How-to | Set a code environment#

Once a code environment is created on an instance, many Dataiku objects can be configured to use a code environment other than the built-in environment.

Projects#

By default, projects inherit the code environment according to the global settings of the instance. You can check this in Administration > Settings > Misc. Unless otherwise specified, this is the DSS built-in environment.

In an individual project, you can set a different code environment to be used when processing code within that project.

  1. From the top navigation bar of the project, go to the menu More Options (…) and click on Settings.

  2. In the left panel, select Code env selection.

  3. Under Default Python code env, change the mode to Select an environment. A dropdown will appear that allows you to select a different environment from those already created.

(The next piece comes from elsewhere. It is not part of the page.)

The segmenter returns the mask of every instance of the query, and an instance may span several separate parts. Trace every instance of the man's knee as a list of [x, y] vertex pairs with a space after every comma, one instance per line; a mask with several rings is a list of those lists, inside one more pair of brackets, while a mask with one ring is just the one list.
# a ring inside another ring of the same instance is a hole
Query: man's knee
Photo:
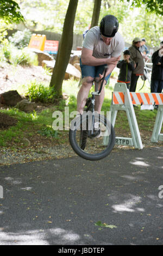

  4. Select a new code environment.

  5. Click Save.

Dataiku screenshot of the project settings page to select a code environment.

Important

If you plan to use visual machine learning, the project-level code environment must include the scipy, scikit-learn, jinja2, and xgboost packages. Adding a visual machine learning package set is the recommended way to account for these dependencies.

Tip

If there is an environment you expect to see that is missing, contact your administrator. They may need to create a new code environment or give you permission to use an existing one.

Code recipes#

By default, Python and R recipes use the project’s code environment. For each recipe, you can set a different code environment to be used when processing code within that recipe.

  1. Navigate to the Advanced tab of a Python or R recipe in your project.

  2. In the environment panel, adjust the Selection behavior to associate a specific code environment with the recipe.

Dataiku screenshot of the advanced tab of a Python recipe to select a code environment.

Code notebooks#

By default, Python and R notebooks use the project’s code environment. For each notebook, you can set a different code environment to be used when processing code within that notebook.

  1. Open the code notebook from the Notebooks page (g + n).

  2. From the notebook tools bar, click on Kernel > Change kernel > <your-code-env>

  3. Click Save.

Dataiku screenshot of a Python notebook choosing a kernel.

Webapps#

Similar to recipes, webapps and other code objects like R Markdown reports inherit the project’s code environment. For each of these objects, you can set a different code environment to be used when processing code within the object.

  1. Navigate to the Settings subtab within the Settings tab of the webapp.

  2. Depending on the type of webapp, you may need to first Enable backend before finding the option to select a code environment.

Dataiku screenshot of the Settings tab of a webapp.

Plugins#

The plugin developer defines the code environment specification as part of the plugin. After installing a plugin that contains a code environment definition, you are prompted to create a code environment for the plugin.

Visual models#

Dataiku Visual Machine Learning allows you to create custom models using Python, in addition to the built-in models. The Python code environment to be used for training those custom models can be set in the Runtime environment panel of the Design tab.

  1. Navigate to the Design tab of a visual model in the Lab.

  2. Select the Runtime environment panel.

  3. In the Code environment section, use the Selection behavior dropdown to change the code environment.

Dataiku screenshot of the Runtime environment panel of a visual model.

Other Dataiku objects#

There are many other places in Dataiku where you can use custom code! For example, you can insert Python code in custom scenario steps and triggers, metrics, checks, data quality rules, as well as custom models.

For Dataiku objects that are not focused on code, but accept custom code, the dropdown list is typically placed near the custom code.

Dataiku screenshot of a code env for a custom Python trigger.